Lideranças do PMDB participaram neste sábado, 18, no Rio, de um ato de apoio à candidatura da presidente Dilma Rousseff (PT), mas o cancelamento da participação da petista, na véspera, acabou esvaziando o comício. Iniciado pouco depois das 13 horas, o ato durou menos de uma hora. Foi realizado na quadra da escola de samba Portela, em Madureira, na zona norte, que não ficou lotada.

Estadão Conteúdo

18 de outubro de 2014 | 17h05

O vice-presidente Michel Temer, que compõe a chapa de Dilma à Presidência, chegou em uma van junto com o governador do Rio e candidato à reeleição, Luiz Fernando Pezão, o prefeito da capital, Eduardo Paes, e o ministro da Secretaria de Aviação Civil (SAC), Moreira Franco, entre outros peemedebistas. Também participaram do comício petistas como o vice prefeito do Rio, Adilson Pires, e o deputado federal Luiz Sérgio. O prefeito de Duque de Caxias, Alexandre Cardoso (ex-PSB, sem partido), também discursou.

Faixas penduradas no teto da quadra da escola de samba exaltavam a "parceria que move o Rio", citando projetos das três esferas de governo, como o Minha Casa Minha Vida (federal), as Unidades de Polícia Pacificadora (estadual) e o corredor de ônibus expresso Transolímpica (municipal).

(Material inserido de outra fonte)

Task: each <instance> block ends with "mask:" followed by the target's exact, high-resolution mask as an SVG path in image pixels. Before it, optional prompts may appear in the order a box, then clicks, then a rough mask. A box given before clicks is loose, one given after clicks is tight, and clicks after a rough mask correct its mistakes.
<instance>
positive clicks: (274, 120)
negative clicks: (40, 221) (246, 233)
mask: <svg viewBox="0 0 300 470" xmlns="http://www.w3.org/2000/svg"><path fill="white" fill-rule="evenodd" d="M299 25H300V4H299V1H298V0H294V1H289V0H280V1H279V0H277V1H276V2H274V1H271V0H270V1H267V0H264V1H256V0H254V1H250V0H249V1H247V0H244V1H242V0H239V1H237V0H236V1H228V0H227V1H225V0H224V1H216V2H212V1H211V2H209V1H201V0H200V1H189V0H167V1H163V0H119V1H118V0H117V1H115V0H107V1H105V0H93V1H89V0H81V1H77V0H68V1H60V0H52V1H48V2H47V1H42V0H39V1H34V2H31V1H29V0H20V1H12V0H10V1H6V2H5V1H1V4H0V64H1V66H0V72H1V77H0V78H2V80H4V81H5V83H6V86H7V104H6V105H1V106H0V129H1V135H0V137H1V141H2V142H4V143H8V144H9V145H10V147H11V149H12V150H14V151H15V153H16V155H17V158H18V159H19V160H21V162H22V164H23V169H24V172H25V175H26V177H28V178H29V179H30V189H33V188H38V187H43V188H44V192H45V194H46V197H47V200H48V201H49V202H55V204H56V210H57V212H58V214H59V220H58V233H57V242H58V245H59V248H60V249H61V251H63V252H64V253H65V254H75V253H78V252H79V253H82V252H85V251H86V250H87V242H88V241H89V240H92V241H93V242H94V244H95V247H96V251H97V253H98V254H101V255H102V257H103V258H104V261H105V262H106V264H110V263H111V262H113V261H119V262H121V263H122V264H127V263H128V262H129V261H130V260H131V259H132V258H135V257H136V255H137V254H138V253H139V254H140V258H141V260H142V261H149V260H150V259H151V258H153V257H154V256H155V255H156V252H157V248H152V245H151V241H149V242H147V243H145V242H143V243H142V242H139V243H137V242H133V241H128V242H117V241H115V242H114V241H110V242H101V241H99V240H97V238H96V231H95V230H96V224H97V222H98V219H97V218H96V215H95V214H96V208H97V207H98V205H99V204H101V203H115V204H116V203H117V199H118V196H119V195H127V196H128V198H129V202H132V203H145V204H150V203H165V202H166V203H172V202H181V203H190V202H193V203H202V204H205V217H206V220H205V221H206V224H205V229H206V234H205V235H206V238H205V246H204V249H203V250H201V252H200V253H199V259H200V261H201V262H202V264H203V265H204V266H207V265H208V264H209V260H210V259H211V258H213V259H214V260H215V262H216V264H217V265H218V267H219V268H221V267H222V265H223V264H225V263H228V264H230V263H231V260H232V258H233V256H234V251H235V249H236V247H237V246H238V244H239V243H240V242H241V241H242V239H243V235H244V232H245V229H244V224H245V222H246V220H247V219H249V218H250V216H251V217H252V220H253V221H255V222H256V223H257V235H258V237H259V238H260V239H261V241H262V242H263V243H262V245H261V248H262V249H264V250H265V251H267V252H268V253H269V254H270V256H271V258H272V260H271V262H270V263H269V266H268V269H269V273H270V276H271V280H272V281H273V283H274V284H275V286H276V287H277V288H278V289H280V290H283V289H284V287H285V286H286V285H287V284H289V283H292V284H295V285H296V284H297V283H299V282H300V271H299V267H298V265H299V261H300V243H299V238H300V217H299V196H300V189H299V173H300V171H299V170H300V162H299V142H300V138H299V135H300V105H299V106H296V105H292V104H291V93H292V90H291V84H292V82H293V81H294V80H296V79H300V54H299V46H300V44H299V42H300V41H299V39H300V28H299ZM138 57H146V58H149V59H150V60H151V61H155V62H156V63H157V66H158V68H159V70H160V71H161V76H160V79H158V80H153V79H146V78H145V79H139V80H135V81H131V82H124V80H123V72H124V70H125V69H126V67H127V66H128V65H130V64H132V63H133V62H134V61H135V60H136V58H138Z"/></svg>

Em rápido discurso, Temer pediu votos para Dilma e Pezão. "Vamos reeleger a presidente Dilma pelo que ela fez pelos brasileiros, mas particularmente pelo que ela fez pelo Rio", disse ele. Sem mencionar diretamente seu adversário no segundo turno, o bispo licenciado da Igreja Universal Marcelo Crivella (PRB), Pezão afirmou, também em discurso, ter apanhado "calado" durante a campanha e que irá "partir para dentro" na reta final. "Nada me assusta. Não levo desaforo para casa. Não vão fazer demagogia com a gente. Bateu, vai levar", discursou. Temer e Pezão deixaram a quadra juntos, às 14h15, sem dar entrevista.

O presidente do PMDB no Rio, Jorge Picciani, e outros integrantes da ala do partido que apoia o candidato tucano Aécio Neves na sucessão presidencial, no movimento que ficou conhecido como Aezão, não participaram do ato.